A score report that just has one score doesn’t mean that it was a one and done
Because you can cancel scores and those cancellations don’t show up on your official score report, having a “clean” report with only one incredible GMAT score doesn’t mean that much (except that you got an incredible score).
Because, again, there could have been a whole bunch of cancelled attempts that won’t be on the score report.
Regardless, there isn’t and has never been a bonus for succeeding on the first try (except that you are probably done with the GMAT quicker).
Take as many GMATs as you need
Most people need multiple to max out their GMAT scores.
Your best is what matters.
Don’t worry about the duds.
Cancel anything way below your target or anything that you would never consider applying with.
But, you don’t have to.
Hope that helps take away some of the anxiety around retakes and score cancellation.
Again, if I haven’t already hit you over the head too many times with this: multiple attempts are nothing to worry about.
Comment with any questions and good luck on your GMAT!
Multiple GMAT Scores FAQ
Can schools see cancelled GMAT scores?
No. Business schools can’t see cancelled GMAT scores. There is no indication on your official score report that you cancelled any of your GMAT attempts.
Here is more cancellation information straight from GMAC:
Do business schools see all GMAT scores?
Business schools can see all GMAT scores that are on your official score report. They do not see any scores that have been cancelled and they cannot see that you cancelled any of your GMAT scores.

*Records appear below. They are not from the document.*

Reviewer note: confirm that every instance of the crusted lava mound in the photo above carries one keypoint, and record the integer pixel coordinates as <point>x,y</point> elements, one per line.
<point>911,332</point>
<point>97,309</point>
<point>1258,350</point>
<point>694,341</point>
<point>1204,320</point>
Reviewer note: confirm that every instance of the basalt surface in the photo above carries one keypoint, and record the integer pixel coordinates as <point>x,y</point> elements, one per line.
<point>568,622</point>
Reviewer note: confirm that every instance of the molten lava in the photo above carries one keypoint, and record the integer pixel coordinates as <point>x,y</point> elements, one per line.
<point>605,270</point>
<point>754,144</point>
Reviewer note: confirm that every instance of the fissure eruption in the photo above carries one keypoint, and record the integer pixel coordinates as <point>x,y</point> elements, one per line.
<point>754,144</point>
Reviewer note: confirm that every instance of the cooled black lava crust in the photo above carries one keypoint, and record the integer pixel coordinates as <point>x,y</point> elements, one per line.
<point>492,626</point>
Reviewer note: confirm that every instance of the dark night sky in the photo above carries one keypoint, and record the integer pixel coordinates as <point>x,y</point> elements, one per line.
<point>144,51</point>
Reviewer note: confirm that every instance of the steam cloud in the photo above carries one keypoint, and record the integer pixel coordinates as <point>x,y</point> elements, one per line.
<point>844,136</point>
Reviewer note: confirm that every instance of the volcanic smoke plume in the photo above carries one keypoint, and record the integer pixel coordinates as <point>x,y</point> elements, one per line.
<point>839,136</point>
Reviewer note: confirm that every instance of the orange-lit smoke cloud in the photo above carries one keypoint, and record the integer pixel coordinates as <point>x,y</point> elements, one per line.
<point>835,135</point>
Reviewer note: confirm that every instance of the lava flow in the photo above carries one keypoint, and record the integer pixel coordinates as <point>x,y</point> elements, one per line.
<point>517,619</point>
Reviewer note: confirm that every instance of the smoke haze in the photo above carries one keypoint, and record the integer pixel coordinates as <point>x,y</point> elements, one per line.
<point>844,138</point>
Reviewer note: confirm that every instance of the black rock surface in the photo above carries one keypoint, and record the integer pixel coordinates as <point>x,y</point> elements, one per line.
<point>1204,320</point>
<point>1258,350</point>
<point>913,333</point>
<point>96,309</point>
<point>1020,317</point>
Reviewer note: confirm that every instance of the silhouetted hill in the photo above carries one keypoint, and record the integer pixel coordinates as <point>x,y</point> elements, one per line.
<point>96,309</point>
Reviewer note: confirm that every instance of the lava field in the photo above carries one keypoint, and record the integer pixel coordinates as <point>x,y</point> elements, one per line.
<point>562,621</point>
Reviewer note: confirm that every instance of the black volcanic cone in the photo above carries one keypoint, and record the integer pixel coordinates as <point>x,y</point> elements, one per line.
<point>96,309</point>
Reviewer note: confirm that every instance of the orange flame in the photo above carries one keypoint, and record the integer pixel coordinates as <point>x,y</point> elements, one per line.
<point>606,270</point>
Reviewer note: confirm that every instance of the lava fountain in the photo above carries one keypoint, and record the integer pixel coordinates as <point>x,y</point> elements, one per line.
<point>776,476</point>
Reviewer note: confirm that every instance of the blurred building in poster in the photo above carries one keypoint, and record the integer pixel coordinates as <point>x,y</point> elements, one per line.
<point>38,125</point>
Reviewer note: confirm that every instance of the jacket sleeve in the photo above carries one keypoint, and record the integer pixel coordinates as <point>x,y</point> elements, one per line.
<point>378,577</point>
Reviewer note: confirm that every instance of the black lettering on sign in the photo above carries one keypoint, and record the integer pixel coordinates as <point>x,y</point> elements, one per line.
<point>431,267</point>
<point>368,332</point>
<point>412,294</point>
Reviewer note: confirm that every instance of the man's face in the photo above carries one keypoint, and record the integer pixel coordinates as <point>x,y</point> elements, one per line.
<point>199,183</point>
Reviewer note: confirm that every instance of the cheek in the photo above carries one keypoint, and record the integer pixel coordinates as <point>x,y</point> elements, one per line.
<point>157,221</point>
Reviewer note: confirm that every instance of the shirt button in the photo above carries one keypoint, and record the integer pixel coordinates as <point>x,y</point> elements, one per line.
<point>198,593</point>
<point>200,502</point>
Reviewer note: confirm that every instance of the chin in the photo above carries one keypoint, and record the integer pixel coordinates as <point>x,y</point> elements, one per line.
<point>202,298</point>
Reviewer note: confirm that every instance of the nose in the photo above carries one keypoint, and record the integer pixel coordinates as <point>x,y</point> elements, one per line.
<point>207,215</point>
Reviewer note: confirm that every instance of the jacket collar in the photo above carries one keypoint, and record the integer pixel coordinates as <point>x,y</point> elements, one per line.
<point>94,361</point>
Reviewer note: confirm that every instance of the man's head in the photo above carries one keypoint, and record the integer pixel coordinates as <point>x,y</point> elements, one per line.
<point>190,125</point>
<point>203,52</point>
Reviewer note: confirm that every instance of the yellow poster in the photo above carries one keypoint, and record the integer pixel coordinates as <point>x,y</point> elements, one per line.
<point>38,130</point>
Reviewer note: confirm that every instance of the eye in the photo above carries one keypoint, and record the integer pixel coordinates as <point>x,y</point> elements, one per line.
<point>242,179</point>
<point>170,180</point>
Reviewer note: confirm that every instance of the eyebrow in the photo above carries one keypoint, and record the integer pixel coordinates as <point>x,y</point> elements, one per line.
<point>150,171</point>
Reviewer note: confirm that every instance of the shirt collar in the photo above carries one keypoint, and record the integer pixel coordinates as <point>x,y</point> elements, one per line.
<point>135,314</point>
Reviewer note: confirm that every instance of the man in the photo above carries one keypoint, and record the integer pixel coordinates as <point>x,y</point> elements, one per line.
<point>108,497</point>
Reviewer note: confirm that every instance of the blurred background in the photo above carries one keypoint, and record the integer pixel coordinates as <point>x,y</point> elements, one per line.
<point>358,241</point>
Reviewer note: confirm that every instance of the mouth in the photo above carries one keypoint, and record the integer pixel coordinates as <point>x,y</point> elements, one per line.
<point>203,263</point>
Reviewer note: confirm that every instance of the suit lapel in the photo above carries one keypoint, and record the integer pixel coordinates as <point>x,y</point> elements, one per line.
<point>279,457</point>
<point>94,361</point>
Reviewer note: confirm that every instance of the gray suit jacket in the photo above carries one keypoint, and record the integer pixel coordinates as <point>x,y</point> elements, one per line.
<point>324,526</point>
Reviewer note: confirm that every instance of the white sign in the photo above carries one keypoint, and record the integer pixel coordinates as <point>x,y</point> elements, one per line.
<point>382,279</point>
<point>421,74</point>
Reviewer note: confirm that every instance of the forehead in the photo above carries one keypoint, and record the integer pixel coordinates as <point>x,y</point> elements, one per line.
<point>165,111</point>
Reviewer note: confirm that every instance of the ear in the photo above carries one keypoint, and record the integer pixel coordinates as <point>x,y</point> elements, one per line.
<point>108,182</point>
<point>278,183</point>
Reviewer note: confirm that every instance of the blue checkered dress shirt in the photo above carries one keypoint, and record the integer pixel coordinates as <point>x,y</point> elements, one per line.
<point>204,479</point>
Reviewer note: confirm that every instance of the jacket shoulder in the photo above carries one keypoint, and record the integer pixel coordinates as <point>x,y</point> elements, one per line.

Should I cancel my GMAT score?
If there is zero chance that you will use it to apply to business school then feel free to cancel it. But you don’t have to. Also, just because a score is below your goal doesn’t mean you should cancel. You never know when a score will be useful. Maybe you simply run out of time or energy and won’t have another GMAT attempt but still want to apply to school.
Also, having a decent score in the bank can give you a bit of confidence for future attempts.